The first omen of the Hunger is the image of a starving child, seen in reflection or shadow. The scholars of Irth-Ometh had no name for it; ancient oral histories referenced it only obliquely, hinting at its origins in some immense primordial sin.
The streets of Irth-Ometh are silent now. Old maps, cut into scraps of leather, claim to give its location. Most are false, but should you find a true one, you can follow it to a city half-buried in sand: vast temples of marble and glass, sandstone columns crumbling into dust, dry pools in desiccated courtyards, and the heaped bones of dry dead.
There are monsters in these streets – the Starving Bones and pathetic, roaming masses of flesh, the Cannibal Colossi, final doom of Irth-Ometh’s people. There are treasures, too, buried beneath the sand.
But do not linger too long in Irth-Ometh, the great lost city of gold, or you will begin to see the silhouette of a starving child, reflected in glass or concealed in shadow, and you will bring the Hunger with you wherever you go.

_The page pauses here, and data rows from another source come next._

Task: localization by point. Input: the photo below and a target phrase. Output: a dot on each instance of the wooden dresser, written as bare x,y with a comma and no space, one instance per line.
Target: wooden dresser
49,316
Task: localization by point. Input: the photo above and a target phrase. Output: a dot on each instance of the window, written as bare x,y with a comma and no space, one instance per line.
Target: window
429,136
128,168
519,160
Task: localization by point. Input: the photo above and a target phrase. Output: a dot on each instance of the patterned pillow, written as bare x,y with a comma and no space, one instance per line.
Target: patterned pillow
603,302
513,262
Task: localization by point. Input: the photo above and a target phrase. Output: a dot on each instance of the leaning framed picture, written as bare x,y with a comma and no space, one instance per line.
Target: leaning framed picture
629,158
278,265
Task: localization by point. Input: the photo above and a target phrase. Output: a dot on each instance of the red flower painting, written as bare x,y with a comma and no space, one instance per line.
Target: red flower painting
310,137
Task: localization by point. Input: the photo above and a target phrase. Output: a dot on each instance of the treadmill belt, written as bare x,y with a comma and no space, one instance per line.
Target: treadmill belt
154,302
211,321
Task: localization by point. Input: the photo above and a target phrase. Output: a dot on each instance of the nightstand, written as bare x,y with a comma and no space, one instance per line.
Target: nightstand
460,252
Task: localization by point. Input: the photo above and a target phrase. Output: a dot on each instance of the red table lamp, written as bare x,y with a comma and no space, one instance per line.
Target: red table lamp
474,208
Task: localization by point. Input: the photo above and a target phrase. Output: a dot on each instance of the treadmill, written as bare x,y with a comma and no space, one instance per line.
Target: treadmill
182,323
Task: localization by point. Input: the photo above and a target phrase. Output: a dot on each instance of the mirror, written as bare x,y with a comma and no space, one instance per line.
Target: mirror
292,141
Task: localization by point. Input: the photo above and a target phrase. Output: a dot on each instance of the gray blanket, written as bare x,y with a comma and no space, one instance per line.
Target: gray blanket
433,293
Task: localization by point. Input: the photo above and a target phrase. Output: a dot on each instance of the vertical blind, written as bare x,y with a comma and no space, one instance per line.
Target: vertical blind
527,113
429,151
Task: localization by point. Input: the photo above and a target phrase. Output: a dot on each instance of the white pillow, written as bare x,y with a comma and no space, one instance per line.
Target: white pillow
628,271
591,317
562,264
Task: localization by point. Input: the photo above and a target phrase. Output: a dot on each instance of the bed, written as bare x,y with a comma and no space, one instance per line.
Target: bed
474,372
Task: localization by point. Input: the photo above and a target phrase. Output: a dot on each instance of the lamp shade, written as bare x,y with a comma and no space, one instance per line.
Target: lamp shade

Starving Bones. HD 1; Atk claws d6; Def as chain. Appear in groups of 6-36. Pathetically desiccated skeletons, the sound of bone rubbing against crumbling bone. On kill, they frantically devour their victim with their dried jaws; flesh begins to grow on their bones, they gain +1 HD.
Cannibal Colossus. HD 10; Atk mad flailings – d6 x 10 attacks against random targets. A roaming elephantine mass of bone & flesh: at least a dozen human corpses, fused in a wolf’s shape, perpetually putrefying. Frantically devours each kill. The corpse then slowly buds from its mass, tumourlike, and it gains +1 HD and 1 more attack.
How to End the Hunger’s Scourge.
It attaches itself to humans & spreads, like a virus, to any group of people encountered after. Potential cures, found in folklore or ancient writings:
- A ritual requiring human sacrifice, taking place over 30 days. Discovered in Irth-Ometh, too late to be executed.
- Nine days of starvation renders one immune.
- There is no cure. Those infected with the Hunger must be killed before it can spread.